Kepanikan yang terjadi pada pejabat sebenarnya sesuatu yang alami. Karena kepanikan yang melanda penguasa juga pernah terjadi pada masa era Islam. Hal ini terlihat kepanikan yang terjadi pada Khalifah Umar.
Suatu malam Khalifah Umar dan Aslam mengunjungi kampung terpencil di sekitar Madinah. Ditengah perjalanan Khalifah mendengar tangisan seorang gadis kecil. Setelah dicari tau ternyata gadis kecil itu dan ibunya belum makan dari pagi, sehingga ibunya memasak batu untuk menghentikan tangisan anaknya. Melihat kondisi ini, Khalifah merasa sangat bersalah dan sangat panik. Untuk menebus kesalahannya Khalifah mengambilkan gandum dan memasaknya untuk anak dan ibu yang kelaparan. Selain itu, Khalifah mencukupkan kebutuhan ibu itu.

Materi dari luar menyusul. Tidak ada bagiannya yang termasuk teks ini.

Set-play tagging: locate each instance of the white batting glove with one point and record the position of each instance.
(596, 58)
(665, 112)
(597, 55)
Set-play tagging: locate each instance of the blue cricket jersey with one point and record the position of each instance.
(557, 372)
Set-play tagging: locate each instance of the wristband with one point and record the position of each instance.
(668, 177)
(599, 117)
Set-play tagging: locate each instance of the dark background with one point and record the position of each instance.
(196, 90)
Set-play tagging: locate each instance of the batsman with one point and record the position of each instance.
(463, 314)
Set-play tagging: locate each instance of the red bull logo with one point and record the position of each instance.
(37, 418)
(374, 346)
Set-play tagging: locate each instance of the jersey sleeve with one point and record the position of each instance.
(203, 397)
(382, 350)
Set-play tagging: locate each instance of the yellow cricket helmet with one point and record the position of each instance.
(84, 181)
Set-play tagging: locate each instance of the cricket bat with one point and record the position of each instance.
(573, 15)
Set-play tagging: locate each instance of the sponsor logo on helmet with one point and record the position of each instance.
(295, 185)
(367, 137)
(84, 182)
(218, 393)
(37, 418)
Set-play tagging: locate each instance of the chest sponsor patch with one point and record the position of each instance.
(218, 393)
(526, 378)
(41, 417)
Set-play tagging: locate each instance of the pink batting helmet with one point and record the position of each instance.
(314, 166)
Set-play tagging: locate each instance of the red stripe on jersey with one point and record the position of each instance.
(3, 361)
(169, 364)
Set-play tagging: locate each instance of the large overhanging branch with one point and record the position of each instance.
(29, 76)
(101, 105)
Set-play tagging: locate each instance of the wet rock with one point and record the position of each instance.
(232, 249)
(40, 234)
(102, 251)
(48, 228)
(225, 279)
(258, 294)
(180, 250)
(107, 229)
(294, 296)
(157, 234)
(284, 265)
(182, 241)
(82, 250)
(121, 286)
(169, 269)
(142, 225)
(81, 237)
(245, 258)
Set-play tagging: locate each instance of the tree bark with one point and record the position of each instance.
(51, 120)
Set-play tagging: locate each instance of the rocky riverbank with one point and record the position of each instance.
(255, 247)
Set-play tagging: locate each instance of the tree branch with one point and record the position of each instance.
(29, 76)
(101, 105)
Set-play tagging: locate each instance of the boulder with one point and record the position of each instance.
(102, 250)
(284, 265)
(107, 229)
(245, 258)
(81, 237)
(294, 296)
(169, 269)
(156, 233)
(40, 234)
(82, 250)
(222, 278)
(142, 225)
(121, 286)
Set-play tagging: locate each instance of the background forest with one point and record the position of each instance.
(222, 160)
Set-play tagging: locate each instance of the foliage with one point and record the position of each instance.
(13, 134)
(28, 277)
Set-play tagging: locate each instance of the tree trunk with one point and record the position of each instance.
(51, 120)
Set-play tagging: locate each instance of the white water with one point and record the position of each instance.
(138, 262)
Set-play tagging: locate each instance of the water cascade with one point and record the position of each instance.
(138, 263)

Dari kisah ini terlihat bahwa kepanikan yang melanda penguasa bukan kepanikan untuk mempertahankan atau meraih kursi kekuasaan. Akan tetapi, kepanikan karena dalam kepemimpinannya ada warga yang kelaparan.

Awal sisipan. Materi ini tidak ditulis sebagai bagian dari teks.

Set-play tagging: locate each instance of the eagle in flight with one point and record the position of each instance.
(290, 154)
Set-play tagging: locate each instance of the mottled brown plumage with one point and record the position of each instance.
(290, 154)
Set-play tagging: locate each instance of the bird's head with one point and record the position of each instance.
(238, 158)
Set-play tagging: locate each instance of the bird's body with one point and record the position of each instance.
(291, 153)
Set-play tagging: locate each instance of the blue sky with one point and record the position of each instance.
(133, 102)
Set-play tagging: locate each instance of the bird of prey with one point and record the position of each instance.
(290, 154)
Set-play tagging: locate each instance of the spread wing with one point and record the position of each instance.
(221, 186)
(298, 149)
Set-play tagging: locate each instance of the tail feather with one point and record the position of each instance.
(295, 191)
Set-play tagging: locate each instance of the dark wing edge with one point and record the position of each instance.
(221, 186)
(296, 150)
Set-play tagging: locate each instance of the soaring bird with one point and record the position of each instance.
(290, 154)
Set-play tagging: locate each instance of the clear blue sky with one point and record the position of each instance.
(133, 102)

Begitu juga dalam memandang kekuasaan. Dalam Islam, Kekuasaan adalah menegakkan hukum syara’. Sehingga, hubungan penguasa dan umat adalah hubungan saling menguatkan dalam ketaatan dengan menghidupkan budaya amar ma’ruf nahi munkar bukan hubungan pemenang dan oposan.

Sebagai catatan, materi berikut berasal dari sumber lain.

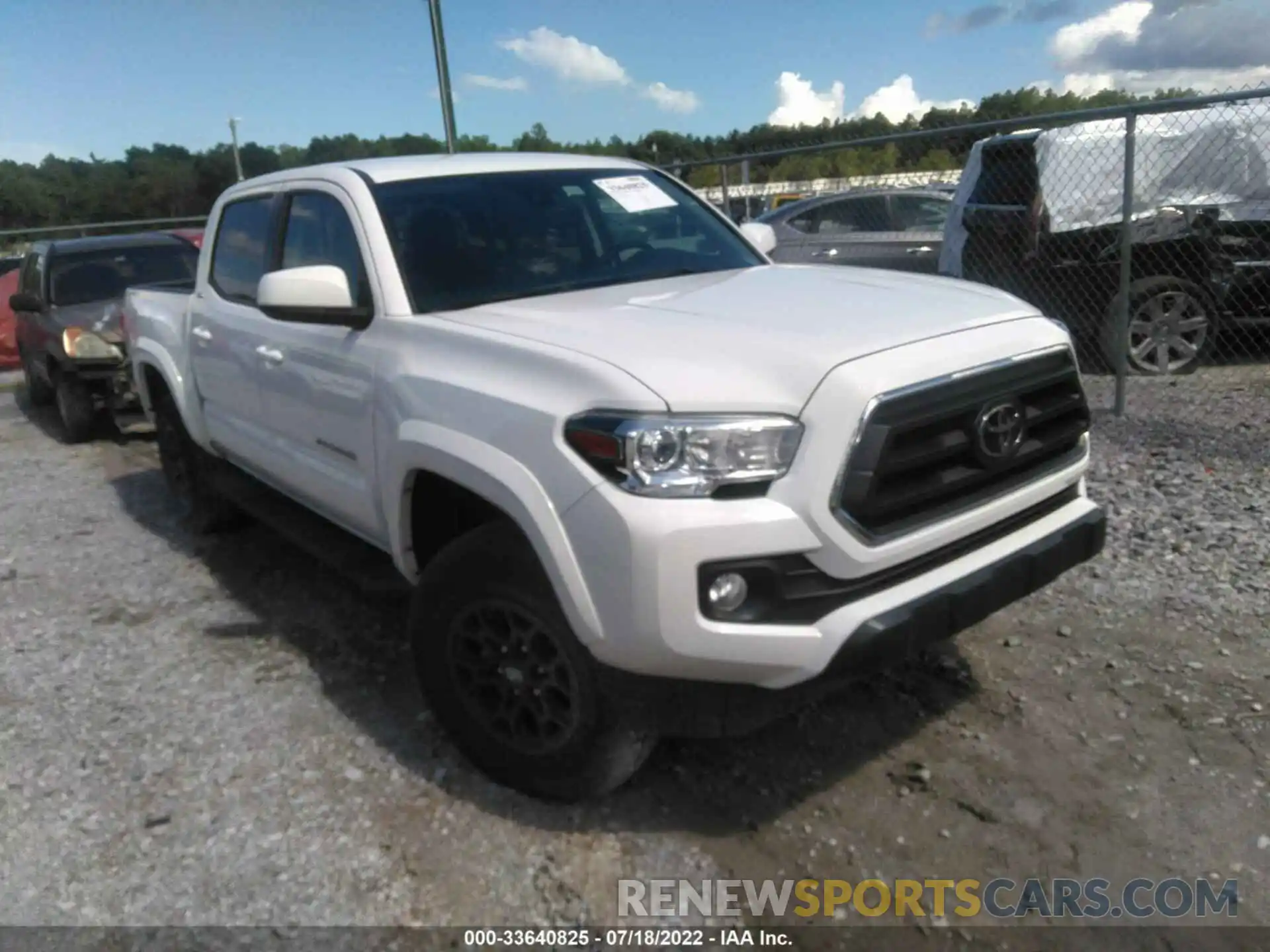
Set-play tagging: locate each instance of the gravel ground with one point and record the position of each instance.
(220, 733)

Hal ini terlihat ketika Khalifah Umar menyelesaikan masalah penggusuran rumah Yahudi tua oleh Gubernur Mesir. Dengan hanya memberikan tulang yang didalamnya berisi printah untuk membangun kembali rumah Yahudi tua. Jika Gubernur tidak mengembalikan tanah itu maka lehernya akan dipenggal.
Begitu jelas aturan Islam, penguasa berkuasa benar-benar memikirkan rakyat baik itu muslim ataupun non muslim. Kepanikan yang melanda penguasa bukan untuk meraih kursi kekuasaan atau mempertahankan kedudukannya agar tida digeser dengan yang lain. Akan tetapi Khalifah panik tatkala abai terhadap rakyat dan melanggar hukum Islam dalam menyelesaikan masalah rakyat.